Hmm... myślę, że przed dużą częścią filmowych kaszanek przestrzega nas kochany Doug, podzielę się więc przykrymi doświadczeniami serialowymi
Zacznijmy od w.wym. serialu (i "filmu") pt. "Wiedźmin". Ale chyba komentować nie muszę, więc powiem tylko : po obejrzeniu tego...tworu...myślałam, że się rozpłaczę. Naprawdę.
Nie polecam też żadnych współczesnych polskich seriali, zwyczajnie brak w nich "tego czegoś", co by mnie do nich przyciągnęło. A niekiedy są tak głupie, że nawet śmiać się nie chce. Wyjątek mogą stanowić dzieła TVNowskie, które ogląda się przyjemniej i bez większych zadrażnień.
Z książek to może znana wszystkim saga "Zmierzch". Przyznam, że dotrwałam do części trzeciej, ale tylko dlatego, że chciałam się więcej dowiedzieć o Jasperze Hale. Dowiedziałam się, dałam spokój.
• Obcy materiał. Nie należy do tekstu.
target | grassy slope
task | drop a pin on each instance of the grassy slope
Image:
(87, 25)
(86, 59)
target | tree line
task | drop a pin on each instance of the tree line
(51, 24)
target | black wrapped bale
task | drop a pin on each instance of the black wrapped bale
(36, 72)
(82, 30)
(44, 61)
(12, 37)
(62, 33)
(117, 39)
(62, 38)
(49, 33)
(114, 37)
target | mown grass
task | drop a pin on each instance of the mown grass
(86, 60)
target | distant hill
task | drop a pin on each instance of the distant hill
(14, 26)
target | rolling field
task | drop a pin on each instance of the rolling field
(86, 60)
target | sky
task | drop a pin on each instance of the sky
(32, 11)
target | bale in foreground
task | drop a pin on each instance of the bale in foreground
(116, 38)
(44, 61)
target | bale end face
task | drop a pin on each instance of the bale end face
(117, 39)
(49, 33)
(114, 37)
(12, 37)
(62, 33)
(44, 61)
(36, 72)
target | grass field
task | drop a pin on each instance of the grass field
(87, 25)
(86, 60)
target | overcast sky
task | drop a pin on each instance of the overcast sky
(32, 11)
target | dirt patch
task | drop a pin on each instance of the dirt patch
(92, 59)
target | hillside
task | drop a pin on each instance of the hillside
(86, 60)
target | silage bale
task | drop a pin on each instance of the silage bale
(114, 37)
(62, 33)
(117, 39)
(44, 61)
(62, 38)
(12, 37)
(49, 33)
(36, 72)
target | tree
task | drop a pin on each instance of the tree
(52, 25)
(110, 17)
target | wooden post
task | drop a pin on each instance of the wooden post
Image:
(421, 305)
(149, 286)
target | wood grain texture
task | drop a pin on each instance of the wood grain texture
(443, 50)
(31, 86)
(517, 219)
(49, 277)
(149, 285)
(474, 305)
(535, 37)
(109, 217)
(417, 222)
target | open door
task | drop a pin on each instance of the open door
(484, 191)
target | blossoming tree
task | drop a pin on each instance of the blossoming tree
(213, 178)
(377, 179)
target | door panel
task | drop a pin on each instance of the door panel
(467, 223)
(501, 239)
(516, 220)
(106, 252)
A czytając streszczenie "Przed świtem" uznałam, że to zwyczajna pomyłka >.<
Zawiodłam się natomiast na "Czarodzieju z Archipelagu"! Tyle ludzi to zna, tyle chwali, a mnie to zwyczajnie zanudziło. Przykro przyznać, bo wiem, że pewnie nie odkryłam wielu pozytywnych aspektów tej opowieści... ale po prostu nie dałam rady tego dalej czytać.
No i uwaga na "Eragona". Paolini totalnie przemielił Star Warsy na fantasy ze smokami, a jak już napisał coś od siebie, też nie wyszło dobrze.
Zaznaczam, że to wszystko zależy od gustu i jeśli ktoś lubi rzeczy w takim klimacie, niech się na mnie nie obraża. Zazdroszczę, że nie zgrzyta zębami albo ziewa oglądając czy czytając te pozycje.